On Easter Sunday, the final round of the Masters gave CBS all it could have wanted-a twosome of Tiger Woods and Phil Mickelson charging up the leader board in dramatic fashion. Birdie. Birdie. Eagle. Birdie. Mickelson birdied six of his first eight holes, and, at one point, the world's two best players were a combined 12 under par.
Without question, network producers had every incentive to spend the bulk of camera time on such theatrics. The statistics of golf viewership in tournaments featuring Woods are well known. He is the reason millions tune in. And in tandem with Mickelson on a Sunday comeback, he is ratings gold.
Indeed, the Masters final-round coverage yielded a rating of 8.3, drawing 35.2 million viewers for all or part of the telecast. Compare that to the 3.0 rating from the final round of the Woods-less PGA Championship last August, or the 3.5 rating from a Woods-free Sunday at the British Open last July.
Still, don't those at the controls of the Masters telecast have some obligation to devote coverage to other players vying for victory? Apparently not. Competitors like Shingo Katayama, Steve Stricker, John Merrick, and Steve Flesch received almost no air time for their brilliant final-round performances, even though each finished tied or ahead of Woods.
Even eventual tournament champion Angel Cabrera, who defeated Kenny Perry and Chad Campbell in a playoff, earned far less coverage than Woods and Mickelson throughout the day. When the two top-ranked players made bogeys at the last to finish out of contention, the remainder of the tournament, thrilling playoff and all, seemed anti-climactic. Who were these three players? Where had they been all day?
Such is reality in the Tiger Woods era. Golf tournaments are less about golf than they are providing a stage for greatness. That shift is not dissimilar from the effect Michael Jordan had on basketball or Babe Ruth on baseball. They, too, transcended their respective games.
Perhaps telecasts like that of the Masters final round are unavoidable, needing to serve the viewing interests of a much broader demographic than the pure sports fan. Perhaps, but it's still hard to share.

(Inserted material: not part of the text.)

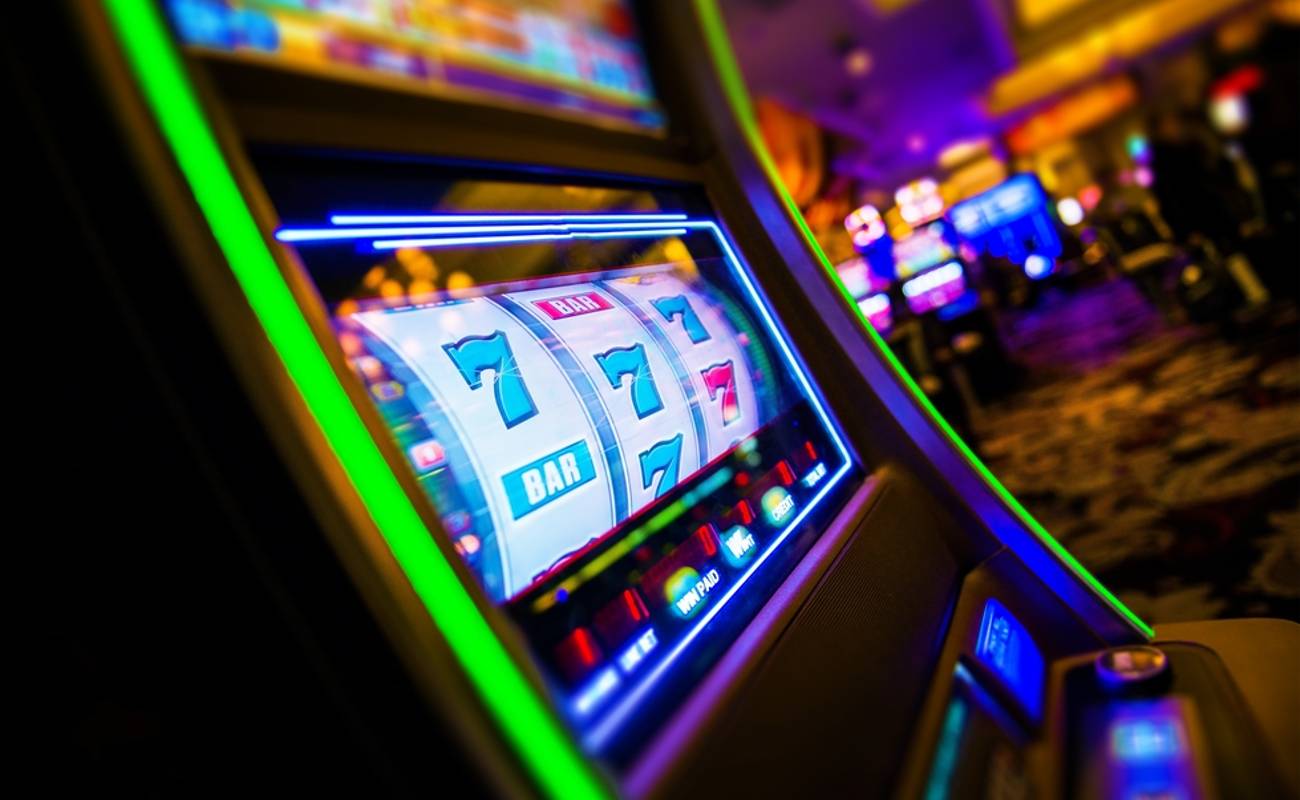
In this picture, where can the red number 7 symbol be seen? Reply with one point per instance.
(722, 379)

Baseball in spring is a poem of beginnings. But for longtime Philadelphia Phillies broadcaster Harry Kalas, it provided a poetic conclusion. On April 13, Harry the K, as he was known to Phillies fans, collapsed in the press box prior to calling the team's first road game of the season in Washington, D.C. He died later that day from what doctors determined to be a massive heart attack. He was 73.
Just five days earlier, Kalas had thrown out the first pitch as part of a Phillies pre-game ceremony during which the team received its 2008 World Series Championship rings. Upon his death, team president David Montgomery remarked, "We lost our voice today." Kalas had provided play-by-play for Phillies games since 1971.
Much of the nation lost a familiar voice, too. Kalas served as narrator for NFL Films beginning in 1975.
In memoriam, Bill Lyon of the Philadelphia Inquirer wrote, "Every time you heard that distinctive baritone, deepened by a million smokes and marinated like fine bourbon aging in oak casks, you felt something soothing and reassuring. God's in his heaven, Harry the K's in the booth, and all's right with the world. He was, for generations of Phillies fans, The Voice. If Harry said it, it must be so."